Così, anche se vi sono alcuni paesi che stanno cercando di individuare meglio i Neets – per esempio attraverso la creazione di una rete di mediatori per i giovani in Bulgaria o con l’adozione di uno sportello unico per l’orientamento dei giovani in Finlandia – nelle statistiche ufficiali i ragazzi vicini al mercato del lavoro rimangono sovrarappresentati.
Fra i 15-19 anni le ragazze inoltre sono più numerose dei ragazzi a essere senza formazione né occupazione (il 16 per cento rispetto al 12 nel 2016), per lo più per ragioni di famiglia precisava un comunicato del Parlamento europeo nel marzo 2017. Per di più la percentuale dei Neets aumenta con l’età: nel 2015 solo il 6 per cento dei ragazzi fra i 15 e i 19 anni non aveva né lavoro né formazione, rispetto al 17 per cento dei 20-24 anni.
I paesi mediterranei – ai quali si aggiunge l’Irlanda – sono quelli in cui si registra la più alta percentuale di Neets, che sono inoltre in gran parte dei disoccupati di lunga durata.
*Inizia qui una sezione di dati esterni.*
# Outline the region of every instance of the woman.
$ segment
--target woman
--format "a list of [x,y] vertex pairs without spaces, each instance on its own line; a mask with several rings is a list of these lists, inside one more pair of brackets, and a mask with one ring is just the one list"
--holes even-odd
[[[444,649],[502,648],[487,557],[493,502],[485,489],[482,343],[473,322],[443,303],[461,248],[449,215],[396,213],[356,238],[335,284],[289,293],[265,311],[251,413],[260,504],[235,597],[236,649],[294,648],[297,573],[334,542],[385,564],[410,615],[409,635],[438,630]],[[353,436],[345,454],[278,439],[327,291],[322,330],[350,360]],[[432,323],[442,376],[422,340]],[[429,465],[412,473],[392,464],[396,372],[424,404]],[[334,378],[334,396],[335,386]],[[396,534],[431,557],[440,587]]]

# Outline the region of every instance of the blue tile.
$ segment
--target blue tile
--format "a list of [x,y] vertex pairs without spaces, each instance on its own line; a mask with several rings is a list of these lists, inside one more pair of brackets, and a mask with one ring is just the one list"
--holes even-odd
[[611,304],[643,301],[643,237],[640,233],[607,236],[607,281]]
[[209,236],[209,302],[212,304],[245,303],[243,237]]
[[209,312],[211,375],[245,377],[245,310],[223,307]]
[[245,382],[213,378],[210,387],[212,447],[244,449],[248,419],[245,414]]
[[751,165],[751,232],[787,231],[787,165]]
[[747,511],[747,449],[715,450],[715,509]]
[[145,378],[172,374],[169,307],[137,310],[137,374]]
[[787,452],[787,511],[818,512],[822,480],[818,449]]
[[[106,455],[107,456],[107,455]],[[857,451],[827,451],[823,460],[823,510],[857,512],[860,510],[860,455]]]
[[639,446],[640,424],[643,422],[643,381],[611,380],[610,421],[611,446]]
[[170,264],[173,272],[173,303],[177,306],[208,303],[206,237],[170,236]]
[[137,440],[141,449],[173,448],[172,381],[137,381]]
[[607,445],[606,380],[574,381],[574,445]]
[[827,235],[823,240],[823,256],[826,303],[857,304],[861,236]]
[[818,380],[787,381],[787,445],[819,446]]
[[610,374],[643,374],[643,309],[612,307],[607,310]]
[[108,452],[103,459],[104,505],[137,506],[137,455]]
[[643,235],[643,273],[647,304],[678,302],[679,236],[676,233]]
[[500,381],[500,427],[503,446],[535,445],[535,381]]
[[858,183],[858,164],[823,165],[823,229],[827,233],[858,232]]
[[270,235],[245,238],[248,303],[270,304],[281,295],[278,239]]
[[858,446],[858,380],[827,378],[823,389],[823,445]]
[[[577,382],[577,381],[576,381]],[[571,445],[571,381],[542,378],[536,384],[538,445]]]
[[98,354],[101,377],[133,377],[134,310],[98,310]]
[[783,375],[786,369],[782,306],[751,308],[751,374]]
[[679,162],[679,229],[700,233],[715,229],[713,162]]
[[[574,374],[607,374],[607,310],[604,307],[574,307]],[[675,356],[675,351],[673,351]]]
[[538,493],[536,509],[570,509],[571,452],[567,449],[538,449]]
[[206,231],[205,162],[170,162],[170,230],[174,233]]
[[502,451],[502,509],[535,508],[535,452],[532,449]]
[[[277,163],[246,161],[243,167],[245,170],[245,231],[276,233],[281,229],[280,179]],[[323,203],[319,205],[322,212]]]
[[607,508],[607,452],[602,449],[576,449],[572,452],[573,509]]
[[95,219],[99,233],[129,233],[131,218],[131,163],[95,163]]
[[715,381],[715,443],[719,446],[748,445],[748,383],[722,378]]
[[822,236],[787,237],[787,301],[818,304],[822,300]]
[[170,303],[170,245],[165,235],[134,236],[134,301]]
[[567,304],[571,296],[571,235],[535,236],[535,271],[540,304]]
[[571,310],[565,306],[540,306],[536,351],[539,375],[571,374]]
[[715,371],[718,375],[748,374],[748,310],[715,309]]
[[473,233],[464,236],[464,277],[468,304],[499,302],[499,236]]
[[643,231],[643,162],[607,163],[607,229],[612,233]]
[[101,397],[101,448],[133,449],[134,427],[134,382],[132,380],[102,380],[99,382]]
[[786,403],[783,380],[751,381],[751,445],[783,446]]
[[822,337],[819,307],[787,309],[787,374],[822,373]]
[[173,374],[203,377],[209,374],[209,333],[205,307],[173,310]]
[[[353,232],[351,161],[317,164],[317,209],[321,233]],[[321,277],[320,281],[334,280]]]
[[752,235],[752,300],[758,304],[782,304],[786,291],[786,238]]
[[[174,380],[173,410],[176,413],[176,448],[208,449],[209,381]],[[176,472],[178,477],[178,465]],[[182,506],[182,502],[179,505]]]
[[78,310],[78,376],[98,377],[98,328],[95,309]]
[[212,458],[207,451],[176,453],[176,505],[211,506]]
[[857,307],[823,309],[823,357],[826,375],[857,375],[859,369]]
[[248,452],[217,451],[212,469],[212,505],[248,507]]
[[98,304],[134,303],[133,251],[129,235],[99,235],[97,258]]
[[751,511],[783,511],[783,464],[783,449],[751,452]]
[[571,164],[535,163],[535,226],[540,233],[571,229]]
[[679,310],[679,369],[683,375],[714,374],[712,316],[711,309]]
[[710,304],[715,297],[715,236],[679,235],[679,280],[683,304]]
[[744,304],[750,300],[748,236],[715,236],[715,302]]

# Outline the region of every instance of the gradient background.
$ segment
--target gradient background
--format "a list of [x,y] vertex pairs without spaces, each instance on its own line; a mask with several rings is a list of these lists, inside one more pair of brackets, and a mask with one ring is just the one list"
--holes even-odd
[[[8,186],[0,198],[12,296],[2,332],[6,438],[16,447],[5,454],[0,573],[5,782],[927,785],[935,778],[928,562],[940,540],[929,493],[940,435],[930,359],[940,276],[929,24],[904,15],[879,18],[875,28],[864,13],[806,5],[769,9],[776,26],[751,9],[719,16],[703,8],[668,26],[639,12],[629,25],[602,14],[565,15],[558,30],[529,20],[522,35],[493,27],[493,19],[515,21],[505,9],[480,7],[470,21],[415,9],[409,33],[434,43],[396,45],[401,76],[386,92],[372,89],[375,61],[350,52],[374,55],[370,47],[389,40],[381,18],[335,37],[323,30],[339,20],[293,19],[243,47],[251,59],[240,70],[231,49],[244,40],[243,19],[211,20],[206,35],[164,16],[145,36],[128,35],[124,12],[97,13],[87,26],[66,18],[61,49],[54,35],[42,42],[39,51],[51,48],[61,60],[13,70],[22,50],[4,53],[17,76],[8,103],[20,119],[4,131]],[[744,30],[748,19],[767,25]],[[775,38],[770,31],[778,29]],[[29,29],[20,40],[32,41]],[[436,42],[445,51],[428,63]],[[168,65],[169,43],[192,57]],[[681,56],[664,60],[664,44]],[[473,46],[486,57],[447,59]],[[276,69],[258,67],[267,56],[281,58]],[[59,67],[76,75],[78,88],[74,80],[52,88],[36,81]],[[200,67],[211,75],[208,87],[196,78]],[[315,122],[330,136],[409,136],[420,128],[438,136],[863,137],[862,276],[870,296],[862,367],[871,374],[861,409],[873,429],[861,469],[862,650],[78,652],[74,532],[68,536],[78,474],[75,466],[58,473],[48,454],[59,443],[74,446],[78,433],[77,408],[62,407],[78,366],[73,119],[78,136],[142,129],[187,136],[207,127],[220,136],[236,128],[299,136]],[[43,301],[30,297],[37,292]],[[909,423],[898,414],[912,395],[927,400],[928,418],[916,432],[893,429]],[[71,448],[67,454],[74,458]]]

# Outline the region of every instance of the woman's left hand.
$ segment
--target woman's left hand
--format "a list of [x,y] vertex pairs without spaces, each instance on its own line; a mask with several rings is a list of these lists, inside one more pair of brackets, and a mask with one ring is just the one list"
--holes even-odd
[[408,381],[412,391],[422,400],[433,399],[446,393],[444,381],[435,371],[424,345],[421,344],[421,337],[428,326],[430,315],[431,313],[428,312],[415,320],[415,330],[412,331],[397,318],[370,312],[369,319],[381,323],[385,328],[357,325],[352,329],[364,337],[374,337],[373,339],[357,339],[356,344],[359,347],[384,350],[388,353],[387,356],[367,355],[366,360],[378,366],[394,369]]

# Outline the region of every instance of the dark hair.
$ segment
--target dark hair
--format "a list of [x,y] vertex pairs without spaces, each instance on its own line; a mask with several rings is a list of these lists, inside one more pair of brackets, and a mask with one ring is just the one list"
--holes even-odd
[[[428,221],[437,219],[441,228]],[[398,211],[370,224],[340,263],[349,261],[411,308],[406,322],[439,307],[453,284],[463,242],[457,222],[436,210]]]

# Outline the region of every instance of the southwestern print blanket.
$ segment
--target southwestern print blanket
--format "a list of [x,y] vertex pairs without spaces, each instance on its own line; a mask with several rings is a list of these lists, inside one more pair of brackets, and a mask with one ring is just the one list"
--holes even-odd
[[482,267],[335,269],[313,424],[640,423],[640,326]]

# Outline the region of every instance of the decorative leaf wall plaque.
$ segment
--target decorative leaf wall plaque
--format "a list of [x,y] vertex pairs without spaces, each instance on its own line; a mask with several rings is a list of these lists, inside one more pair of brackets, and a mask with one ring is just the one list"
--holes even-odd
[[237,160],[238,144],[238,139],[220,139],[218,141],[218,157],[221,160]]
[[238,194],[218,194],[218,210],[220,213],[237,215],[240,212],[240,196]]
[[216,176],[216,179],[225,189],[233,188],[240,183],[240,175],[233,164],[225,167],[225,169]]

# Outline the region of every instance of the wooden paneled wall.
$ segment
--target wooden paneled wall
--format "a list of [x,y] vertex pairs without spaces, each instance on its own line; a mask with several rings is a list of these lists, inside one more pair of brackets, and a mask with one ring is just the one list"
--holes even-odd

In seguito vengono i paesi dell’Europa orientale, dove la principale causa di esclusione dei giovani dal mercato del lavoro e dalla formazione è la motivazione familiare (quasi un quarto dei ragazzi lettoni o bulgari senza lavoro o senza formazione ha delle responsabilità famigliari, rispetto a solo il 10 per cento degli spagnoli o degli svedesi). I Neets infine sono relativamente meno numerosi nei paesi scandinavi e nell’Europa occidentale, dove sono per lo più dei disoccupati di breve durata o impegnati a riprendere un nuovo lavoro.
Per contenere questo problema, che ha assunto dimensioni sempre più grandi dopo la crisi del 2008 – e il cui costo per gli Stati membri è stimato in 162 miliardi di euro all’anno, cioè l’1,3 per cento del Pil dell’Ue – la Commissione europea ha istituito nel 2013 la Garanzia europea per la gioventù a cui aderiscono tutti gli Stati membri e il cui obiettivo è quello di proporre a ogni giovane “un’offerta di qualità basata su un lavoro, un complemento di formazione, un apprendistato o uno stage nei quattro mesi successivi all’inizio del loro periodo di disoccupazione o di uscita dalla scuola”.
Finanziata dal fondo sociale europeo e dall’iniziativa per l’occupazione giovanile (Iej) – dotata di un bilancio di 6,4 miliardi di euro – questa Garanzia ha permesso l’adozione di 132 misure in favore dell’occupazione e della formazione dei giovani in Europa, riferisce la Commissione europea. Ma anche se dal 2014 la percentuale di giovani senza occupazione né formazione continua a diminuire, l’istituzione si rammarica che le politiche degli Stati membri mirino soprattutto ad aiutare i giovani disoccupati a scapito degli inattivi – che peraltro rappresentano la popolazione più fragile e la cui scarsa visibilità potrebbe in futuro minacciare la coesione sociale degli Stati europei.